If you look at the picture to the left, you may notice that the hairs have very small knobs on the end. These 'hairs with knobs' (AKA glandular trichomes) contain very sticky, toxic chemicals. Further note that the body of T. notatus is held high above the glandular trichomes. They are adapted to living on plants with trichomes. If you could see the whole plant you would also notice that a lot of whiteflies, dust and other insects (including some mirids) are stuck and have died in the sticky goo.

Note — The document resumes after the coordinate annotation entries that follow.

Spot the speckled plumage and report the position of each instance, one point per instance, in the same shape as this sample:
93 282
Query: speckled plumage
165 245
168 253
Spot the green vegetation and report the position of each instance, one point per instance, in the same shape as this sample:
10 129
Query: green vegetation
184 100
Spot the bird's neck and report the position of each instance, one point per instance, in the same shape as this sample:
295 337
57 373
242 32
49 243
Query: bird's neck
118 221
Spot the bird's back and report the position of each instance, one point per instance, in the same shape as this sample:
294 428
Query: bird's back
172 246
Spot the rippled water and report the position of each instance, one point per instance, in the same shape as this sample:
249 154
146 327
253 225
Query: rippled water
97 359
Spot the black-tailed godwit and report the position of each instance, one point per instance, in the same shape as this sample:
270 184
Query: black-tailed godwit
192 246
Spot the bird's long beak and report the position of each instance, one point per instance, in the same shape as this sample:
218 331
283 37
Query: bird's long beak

If you look carefully at the front of the insect, you can see the beak-like mouthparts prepared to puncture some cells to suck out the cell contents. You can also see small hairs from the wings on the dorsal surface (the wings, actually).  I would like to do more work with these insects and mycorrhizae.

 

Complementary to my interests in plant-herbivore interactions is the influence of plant chemistry on those herbivores.  Working with the Cottonwood Ecology Group based at Northern Arizona University, I studied how genetically-influenced cottonwood and aspen phytochemistry (mainly phenolic glycosides and condensed tannins) influenced several different ecological components. For example,  we examined how phenolic glycosides and tannins influenced cottonwood arthropod communities.

 

 

Another experiment examined how tannin chemistry in aspen leaf litter influences leaf litter decomposition and aquatic invertebrate communities. That research was conducted at Otter Creek, a Nature Conservancy site between Sauk City and Baraboo, WI).

 

 

 

 

 

 

 

 

 

When I was an undergraduate, I worked for the Utah Department of Natural Resources, Division of Wildlife Resources in Ephraim, Utah. While there, I worked on a project with Scott Walker and Deb Turley examining the effects of elk browsing on mountain mahogany on the north slope of the Uintah Mountains, just west of Flaming Gorge.  Scott and I had discussed elk herbivory on various occasions after that summer, mostly related to his MS work on aspen recruitment in/out of exclosures in the Manti-LaSal National Forest.  He had also had discussions with Robert Campbell at the Fishlake National Forest office in Richfield, UT about aspen stands (clones) that were clobbered by elk yet very nearby were other aspen stands that seemed to be growing quite well. Why were some aspen stands hammered and others were not? Because an elk ranch (Kane Valley Elk Ranch) existed in the northwest side of Ephraim, Scott suggested we could perform some feeding experiments with the captive elk there. We (Jason Vernon, the new director of the Great Basin Research Center) did that and found that elk preferred some aspen genotypes over other aspen genotypes. Elk feeding preference depended on the foliar phenolic glycoside concentration. Above about 15% phenolic glycoside concentration, elk feeding decreased rapidly. 

 

Finally, I am interested in continuing work with mycorrhizal fungi, herbivores and examining plant functional traits, most recently, in California buckeyes (Aesculus californica).


Personal Interests

I am interested in nature photography, being outside with my family, reading, science & religion, lichens and cycling.